紫宸殿前的御道兩側每隔十步便有一名甲士持戟而立,終陵棄跟在內侍監尹暮的身後朝大殿正門走去。

“請走這邊。”尹暮在臨近大殿前忽然帶著終陵棄轉了一個彎,並沒有走那條登上大殿的漢白玉長階。

終陵棄雖然感到奇怪,但還是謹慎地照做了,也沒有詢問為什麼,只是在心中暗暗猜測皇帝這一次會在什麼地方召見自己。

片刻之前這位內侍監的要人忽然造訪了他們忘川的駐地,向終陵棄傳達了皇帝召見的命令這讓終陵棄非常意外,但細細一想又在情理之中。昨日皇帝已經召見了執金吾,現在又召見他這個新任的忘川首領,一定有什麼重大的決定或者事項要宣佈。

尹暮將他帶到了紫宸殿側後方的朝光殿,這座偏殿門前只有兩個值守的武士,按常理來看皇帝是不太可能在這裡面的。除非是刻意低調行事,不想引人注意。

終陵棄將自己的佩劍交給尹暮保管,進殿面見皇帝。

“你來了啊。”皇帝坐在書桌後,看到終陵棄進來便放下了手中的書卷。

朝光殿遠比用於朝會議事以及接待外使的紫宸殿要小,這裡被佈置成了書房的模樣,皇帝平日散朝之後處理政務一般也在此地。

終陵棄行禮之後便一直跪在那兒,等候皇帝開口。

“你可知今日召你來有何事?”皇帝問道。

“不知。”終陵棄乾脆地回答。

“不妨猜一猜,隨便猜。”皇帝輕笑。

終陵棄沉吟了一下,試著說道:“江湖事。”

“自然是江湖事,否則找你做什麼?繼續猜。”

果然是江湖事嗎?可是昨日召見的卻不是御武司的官員,而是金吾衛的首領,這又是什麼原因呢?終陵棄心中百思不得其解。

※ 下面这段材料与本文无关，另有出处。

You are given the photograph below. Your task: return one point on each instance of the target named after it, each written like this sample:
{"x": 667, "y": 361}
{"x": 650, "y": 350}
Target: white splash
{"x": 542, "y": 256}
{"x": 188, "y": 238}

“陛下是要我們去對付什麼人嗎?畢竟我們的本行還是刺客……”他說道。

皇帝擺了擺手:“算了,猜不到也沒關係,意思差不多吧。”

終陵棄眼神一凜,抬起頭來看向皇帝,發現他的眼中正帶著一絲無可奈何。

“是關於荒蕪宗的事情。”皇帝終於開始向他展現自己的意圖,“如今荒蕪宗已經從御武司之下除名,不再算是朝廷管理的江湖組織,但它的成員仍然遍佈天下,這一點你知道嗎?”

終陵棄點點頭表示自己清楚。

“朕覺得荒蕪宗的人員流動性太高了,又都是些身懷技藝的武人,長此以往恐怕不利於帝國長治久安。”皇帝繼續說道,“過去的時候他們代表朝廷執法江湖,出於行動方便需要,在帝國四方都設立了分部和據點,現在這些都應該被取消了。”

終陵棄驚訝地問道:“陛下要取消荒蕪的地火水風四部據點?四部分駐在東南西北四方,最多的有人員上千,現在要將他們全部取締?是不是有點太突然了?”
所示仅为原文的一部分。